Unable to load checkpoint loader during cross site validation


During cross-validation, we are referencing the checkpoint loader in config_validation.json

    "name": "CheckpointLoader",
    "args": {
      "load_path": "{MMAR_VAL_CKPT}",
      "load_dict": ["model"]

Note on deploying the MMAR to the client the model.pt is present under the models folder. However, we still receive the following error during cross-validation

2021-06-08 17:39:27,829 - ignite.engine.engine.SupervisedEvaluator - INFO - Engine run resuming from iteration 0, epoch 0 until 1 epochs
2021-06-08 17:39:27,829 - ignite.engine.engine.SupervisedEvaluator - ERROR - Engine run is terminating due to exception: [Errno 2] No such file or directory: '/tmp/tmp5k77tgdg/mmar/models/model.pt'
2021-06-08 17:39:27,829 - ignite.engine.engine.SupervisedEvaluator - ERROR - Exception: [Errno 2] No such file or directory: '/tmp/tmp5k77tgdg/mmar/models/model.pt'
Traceback (most recent call last):
  File "/opt/conda/lib/python3.8/site-packages/ignite/engine/engine.py", line 737, in _internal_run
  File "/opt/conda/lib/python3.8/site-packages/ignite/engine/engine.py", line 424, in _fire_event
    func(*first, *(event_args + others), **kwargs)
  File "/opt/monai/monai/handlers/checkpoint_loader.py", line 92, in __call__
    checkpoint = torch.load(self.load_path, map_location=self.map_location)
  File "/opt/conda/lib/python3.8/site-packages/torch/serialization.py", line 579, in load
    with _open_file_like(f, 'rb') as opened_file:
  File "/opt/conda/lib/python3.8/site-packages/torch/serialization.py", line 230, in _open_file_like
    return _open_file(name_or_buffer, mode)
  File "/opt/conda/lib/python3.8/site-packages/torch/serialization.py", line 211, in __init__
    super(_open_file, self).__init__(open(name, mode))
FileNotFoundError: [Errno 2] No such file or directory: '/tmp/tmp5k77tgdg/mmar/models/model.pt'

Please find the detailed logs attached.
We have previously raised a similar issue but haven’t received any useful input - please help as this is a blocker.
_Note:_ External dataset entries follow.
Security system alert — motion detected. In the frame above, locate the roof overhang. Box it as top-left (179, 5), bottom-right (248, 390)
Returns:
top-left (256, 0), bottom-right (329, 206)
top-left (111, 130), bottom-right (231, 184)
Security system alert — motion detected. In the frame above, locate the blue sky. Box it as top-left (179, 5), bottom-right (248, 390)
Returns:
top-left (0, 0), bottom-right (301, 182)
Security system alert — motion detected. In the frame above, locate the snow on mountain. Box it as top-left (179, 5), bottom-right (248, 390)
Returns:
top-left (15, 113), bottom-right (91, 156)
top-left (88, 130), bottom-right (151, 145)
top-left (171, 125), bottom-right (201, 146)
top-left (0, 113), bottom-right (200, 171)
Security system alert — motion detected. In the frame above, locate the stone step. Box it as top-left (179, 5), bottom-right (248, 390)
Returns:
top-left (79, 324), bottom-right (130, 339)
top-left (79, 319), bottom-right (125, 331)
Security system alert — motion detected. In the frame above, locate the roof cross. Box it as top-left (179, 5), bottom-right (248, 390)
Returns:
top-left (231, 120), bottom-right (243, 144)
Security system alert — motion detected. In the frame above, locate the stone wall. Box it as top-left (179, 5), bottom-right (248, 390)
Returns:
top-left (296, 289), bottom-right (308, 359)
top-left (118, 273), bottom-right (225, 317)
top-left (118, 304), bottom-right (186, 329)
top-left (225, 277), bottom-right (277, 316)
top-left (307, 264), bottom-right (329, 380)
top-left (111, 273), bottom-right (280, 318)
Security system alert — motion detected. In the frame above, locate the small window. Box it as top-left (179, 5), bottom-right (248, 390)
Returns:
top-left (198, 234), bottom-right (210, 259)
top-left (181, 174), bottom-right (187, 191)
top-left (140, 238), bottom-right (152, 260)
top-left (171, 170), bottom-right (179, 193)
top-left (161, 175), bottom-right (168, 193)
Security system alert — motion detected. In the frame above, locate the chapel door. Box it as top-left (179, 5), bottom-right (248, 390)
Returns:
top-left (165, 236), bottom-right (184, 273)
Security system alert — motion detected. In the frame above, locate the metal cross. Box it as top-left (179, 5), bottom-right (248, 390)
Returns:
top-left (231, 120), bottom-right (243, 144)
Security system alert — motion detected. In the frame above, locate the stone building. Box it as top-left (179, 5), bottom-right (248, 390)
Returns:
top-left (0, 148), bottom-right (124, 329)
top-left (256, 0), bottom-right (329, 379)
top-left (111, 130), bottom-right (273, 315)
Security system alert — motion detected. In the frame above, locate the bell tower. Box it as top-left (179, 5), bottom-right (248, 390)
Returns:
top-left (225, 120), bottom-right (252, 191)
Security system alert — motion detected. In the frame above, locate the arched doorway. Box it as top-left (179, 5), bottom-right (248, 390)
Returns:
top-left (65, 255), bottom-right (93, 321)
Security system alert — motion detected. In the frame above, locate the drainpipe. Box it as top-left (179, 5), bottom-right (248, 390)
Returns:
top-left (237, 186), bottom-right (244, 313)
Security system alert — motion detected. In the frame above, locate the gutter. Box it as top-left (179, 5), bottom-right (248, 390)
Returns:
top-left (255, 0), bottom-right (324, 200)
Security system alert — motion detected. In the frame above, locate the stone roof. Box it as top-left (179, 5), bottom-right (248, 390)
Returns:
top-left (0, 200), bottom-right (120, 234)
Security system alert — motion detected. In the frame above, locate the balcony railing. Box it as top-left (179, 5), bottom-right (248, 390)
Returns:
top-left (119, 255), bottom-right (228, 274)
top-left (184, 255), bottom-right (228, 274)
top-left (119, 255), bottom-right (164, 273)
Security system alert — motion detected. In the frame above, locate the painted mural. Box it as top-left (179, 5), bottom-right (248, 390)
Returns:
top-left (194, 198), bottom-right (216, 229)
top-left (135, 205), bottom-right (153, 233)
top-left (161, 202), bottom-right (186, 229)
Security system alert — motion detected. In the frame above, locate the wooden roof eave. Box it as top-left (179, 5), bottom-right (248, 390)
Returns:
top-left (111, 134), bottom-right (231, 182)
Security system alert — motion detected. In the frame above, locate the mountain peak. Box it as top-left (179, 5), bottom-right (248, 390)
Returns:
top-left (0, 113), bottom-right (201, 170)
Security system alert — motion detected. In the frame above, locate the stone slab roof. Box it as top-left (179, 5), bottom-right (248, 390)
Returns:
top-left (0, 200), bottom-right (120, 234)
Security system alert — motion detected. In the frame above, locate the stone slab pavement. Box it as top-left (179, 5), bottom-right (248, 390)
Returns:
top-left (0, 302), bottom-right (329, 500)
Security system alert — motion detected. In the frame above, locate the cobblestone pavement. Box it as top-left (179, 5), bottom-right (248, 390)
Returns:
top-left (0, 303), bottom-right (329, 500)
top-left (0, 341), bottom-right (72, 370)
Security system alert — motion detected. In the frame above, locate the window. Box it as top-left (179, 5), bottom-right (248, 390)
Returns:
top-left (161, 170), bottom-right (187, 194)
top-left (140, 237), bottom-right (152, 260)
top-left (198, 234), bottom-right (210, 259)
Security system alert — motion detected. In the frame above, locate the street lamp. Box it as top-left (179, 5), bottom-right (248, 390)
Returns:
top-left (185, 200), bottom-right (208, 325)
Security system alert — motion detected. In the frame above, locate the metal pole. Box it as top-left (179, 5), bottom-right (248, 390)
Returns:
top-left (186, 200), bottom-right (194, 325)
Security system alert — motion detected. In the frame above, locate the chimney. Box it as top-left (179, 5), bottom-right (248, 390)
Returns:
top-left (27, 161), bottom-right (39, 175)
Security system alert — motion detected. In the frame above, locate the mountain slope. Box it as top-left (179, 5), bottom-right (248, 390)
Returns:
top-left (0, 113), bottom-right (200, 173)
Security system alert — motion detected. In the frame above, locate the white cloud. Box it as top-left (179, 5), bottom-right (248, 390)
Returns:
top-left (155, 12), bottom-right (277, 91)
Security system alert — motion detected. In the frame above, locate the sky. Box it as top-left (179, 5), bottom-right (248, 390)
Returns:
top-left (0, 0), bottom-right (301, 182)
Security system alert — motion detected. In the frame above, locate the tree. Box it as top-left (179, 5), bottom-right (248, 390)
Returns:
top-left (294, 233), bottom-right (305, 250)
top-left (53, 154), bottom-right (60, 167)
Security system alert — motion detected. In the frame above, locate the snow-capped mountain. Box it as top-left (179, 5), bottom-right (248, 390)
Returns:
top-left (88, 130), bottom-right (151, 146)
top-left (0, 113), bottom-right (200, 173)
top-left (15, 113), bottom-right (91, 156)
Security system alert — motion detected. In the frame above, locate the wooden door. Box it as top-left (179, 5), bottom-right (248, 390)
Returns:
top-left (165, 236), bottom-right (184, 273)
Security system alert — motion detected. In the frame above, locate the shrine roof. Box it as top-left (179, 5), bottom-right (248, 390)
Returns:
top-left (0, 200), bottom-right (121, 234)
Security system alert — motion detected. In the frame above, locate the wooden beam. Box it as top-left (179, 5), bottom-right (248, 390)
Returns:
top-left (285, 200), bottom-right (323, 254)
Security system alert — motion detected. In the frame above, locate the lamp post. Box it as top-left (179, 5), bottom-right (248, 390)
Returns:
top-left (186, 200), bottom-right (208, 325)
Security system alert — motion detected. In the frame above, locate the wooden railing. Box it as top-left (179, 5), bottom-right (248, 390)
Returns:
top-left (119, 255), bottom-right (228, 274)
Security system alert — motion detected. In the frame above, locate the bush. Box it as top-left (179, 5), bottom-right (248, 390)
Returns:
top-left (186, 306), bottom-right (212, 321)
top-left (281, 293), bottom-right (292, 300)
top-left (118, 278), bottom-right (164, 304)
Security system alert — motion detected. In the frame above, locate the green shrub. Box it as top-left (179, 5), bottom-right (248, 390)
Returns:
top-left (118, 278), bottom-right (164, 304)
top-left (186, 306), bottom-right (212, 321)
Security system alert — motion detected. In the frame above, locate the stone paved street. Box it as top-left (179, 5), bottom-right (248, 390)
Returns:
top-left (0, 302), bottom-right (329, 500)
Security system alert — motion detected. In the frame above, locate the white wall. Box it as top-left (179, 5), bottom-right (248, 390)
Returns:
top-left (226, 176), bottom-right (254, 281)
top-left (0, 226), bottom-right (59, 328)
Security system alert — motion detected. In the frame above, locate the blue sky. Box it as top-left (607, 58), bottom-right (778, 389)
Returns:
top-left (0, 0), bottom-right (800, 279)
lesion-activity-cross-validation-ClientA(true) (145.4 KB)
lesion-activity-cross-validation-ClientB(true) (100.6 KB)
lesion-activity-server-cross-validation(true) (13.6 KB)

Hi Siddharth,

Can you possibly share your MMAR? It would allow us to investigate the issues with configuration.


Please find MMAR: adminMMAR.zip - Google Drive

The issue is CheckpointLoader configuration:

When running cross site validation, validation is launched with following args:
mmar: temp_mmar_dir, config: config/config_validation.json, MMAR_CKPT_DIR: models, MMAR_CKPT: models/{model_name}

The last argument is important. This is the name of the model copied from the shareable to the temporary directory.
However, in your configuration, you are using:
“name”: “CheckpointLoader”,
“args”: {
“load_path”: “{MMAR_VAL_CKPT}”,
“load_dict”: [“model”]

So the checkpointloader in config_validation.json completely ignores the MMAR_CKPT and instead uses MMAR_VAL_CKPT causing the error.

The fix is to use:
“name”: “CheckpointLoader”,
“disabled”: “{dont_load_ckpt_model}”,
“args”: {
“load_path”: “{MMAR_CKPT}”,
“load_dict”: [“model”]

This is a current limitation we will remove in future. Right now, CheckPointLoader in cross site validation must use MMAR_CKPT as load_path. We will check our documentation and enhance it if this is not captured.

Can you please try changing the CheckpointLoader configuration in config_validation.json and give this another try?

Thank you, this fixes it. Much appreciated!